Merge conflicts: Git-based coordination (committing HANDOFF and LOG) creates merge conflicts when branches diverge. Resolving conflicts manually defeats the automation.
State size: Appending to LOG forever means file size grows unbounded. Reading a 50 MB markdown file on every session start adds latency.
No rollback: If an agent writes garbage to HANDOFF, you need manual intervention or a separate backup strategy. Files don’t give you transactions.
Migration Path: Files to Structured State
When the test says you need more than files, here’s the transition:
Step 1: Add a State Abstraction Layer
Wrap file access behind functions:
class StateManager:
def read_handoff(self) -> dict:
# Currently reads HANDOFF.md
# Later: query database
pass
def append_log(self, entry: dict):
# Currently appends to LOG.md
# Later: insert into time-series table
pass
def update_handoff(self, state: dict):
# Currently overwrites HANDOFF.md
# Later: transactional update
pass
This lets you swap storage without rewriting agent logic.
Step 2: Choose Your State Store
SQLite: Single-file database. Transactions, concurrent reads, write serialization. Good for local agents or single-machine deployments.
PostgreSQL: Full ACID transactions, row-level locking, replication. Use when multiple machines run agents.
Redis: In-memory state with persistence. Fast reads, pub/sub for coordination. Good for high-frequency updates.
Message queue (RabbitMQ, SQS): Append-only log becomes a queue. Agents consume messages, update state, publish results. Decouples producers and consumers.

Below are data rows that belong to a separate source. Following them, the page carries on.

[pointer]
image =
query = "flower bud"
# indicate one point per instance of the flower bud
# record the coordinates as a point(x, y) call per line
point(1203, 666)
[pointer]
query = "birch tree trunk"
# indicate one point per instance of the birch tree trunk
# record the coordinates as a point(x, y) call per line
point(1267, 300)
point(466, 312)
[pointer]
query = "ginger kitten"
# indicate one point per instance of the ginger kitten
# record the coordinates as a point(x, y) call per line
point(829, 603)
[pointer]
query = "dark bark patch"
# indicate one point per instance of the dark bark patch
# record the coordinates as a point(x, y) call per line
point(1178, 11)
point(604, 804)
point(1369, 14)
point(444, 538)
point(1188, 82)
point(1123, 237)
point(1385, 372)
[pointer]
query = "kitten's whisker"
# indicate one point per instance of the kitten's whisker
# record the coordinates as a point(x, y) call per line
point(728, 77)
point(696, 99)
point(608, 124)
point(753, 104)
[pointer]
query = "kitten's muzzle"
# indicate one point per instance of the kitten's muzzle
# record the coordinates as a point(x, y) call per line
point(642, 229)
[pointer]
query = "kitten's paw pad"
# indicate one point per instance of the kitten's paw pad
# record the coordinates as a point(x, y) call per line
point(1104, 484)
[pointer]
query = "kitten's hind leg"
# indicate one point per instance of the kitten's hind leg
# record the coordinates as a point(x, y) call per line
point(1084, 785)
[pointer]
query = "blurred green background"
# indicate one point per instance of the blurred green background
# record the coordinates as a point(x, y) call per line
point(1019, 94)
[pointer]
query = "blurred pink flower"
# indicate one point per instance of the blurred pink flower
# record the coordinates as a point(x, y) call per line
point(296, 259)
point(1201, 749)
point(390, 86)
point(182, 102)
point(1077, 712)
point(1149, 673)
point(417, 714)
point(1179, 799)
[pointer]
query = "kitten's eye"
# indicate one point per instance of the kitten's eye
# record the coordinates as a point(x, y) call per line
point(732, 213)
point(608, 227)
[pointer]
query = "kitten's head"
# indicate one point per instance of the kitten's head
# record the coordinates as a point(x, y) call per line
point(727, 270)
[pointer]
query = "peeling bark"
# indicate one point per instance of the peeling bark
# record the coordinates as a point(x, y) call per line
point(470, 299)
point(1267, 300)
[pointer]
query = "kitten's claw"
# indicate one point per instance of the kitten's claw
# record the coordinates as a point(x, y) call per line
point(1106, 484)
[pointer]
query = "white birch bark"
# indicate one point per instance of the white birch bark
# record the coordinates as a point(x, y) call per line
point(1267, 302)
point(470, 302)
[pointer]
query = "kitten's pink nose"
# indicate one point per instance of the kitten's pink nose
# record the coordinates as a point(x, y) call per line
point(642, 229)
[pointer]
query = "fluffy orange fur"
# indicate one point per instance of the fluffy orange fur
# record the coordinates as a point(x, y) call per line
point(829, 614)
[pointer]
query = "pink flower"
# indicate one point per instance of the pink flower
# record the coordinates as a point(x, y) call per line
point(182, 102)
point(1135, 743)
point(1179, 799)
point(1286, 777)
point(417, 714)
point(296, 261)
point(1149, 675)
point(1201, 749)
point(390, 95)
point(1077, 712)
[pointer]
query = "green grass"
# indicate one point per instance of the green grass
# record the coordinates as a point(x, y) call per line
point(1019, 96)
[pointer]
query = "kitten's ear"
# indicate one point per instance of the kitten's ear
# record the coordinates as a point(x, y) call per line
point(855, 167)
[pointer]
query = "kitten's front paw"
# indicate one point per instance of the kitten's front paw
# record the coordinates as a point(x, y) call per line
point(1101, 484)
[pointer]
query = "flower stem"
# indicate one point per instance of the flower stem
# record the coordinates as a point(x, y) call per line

Step 3: Handle Concurrency
File locks become database transactions:
# File-based (breaks under concurrency)
handoff = read_handoff()
handoff['status'] = 'in_progress'
write_handoff(handoff)
# Database (serializable transaction)
with db.transaction():
handoff = db.query("SELECT * FROM handoff WHERE id = ? FOR UPDATE", id)
handoff['status'] = 'in_progress'
db.execute("UPDATE handoff SET status = ? WHERE id = ?", 'in_progress', id)
The FOR UPDATE lock prevents other agents from reading stale state.
Step 4: Add Observability
Files give you grep and tail. Databases need structured logging:
- State transitions: Log every HANDOFF update with timestamp, agent ID, previous state, new state.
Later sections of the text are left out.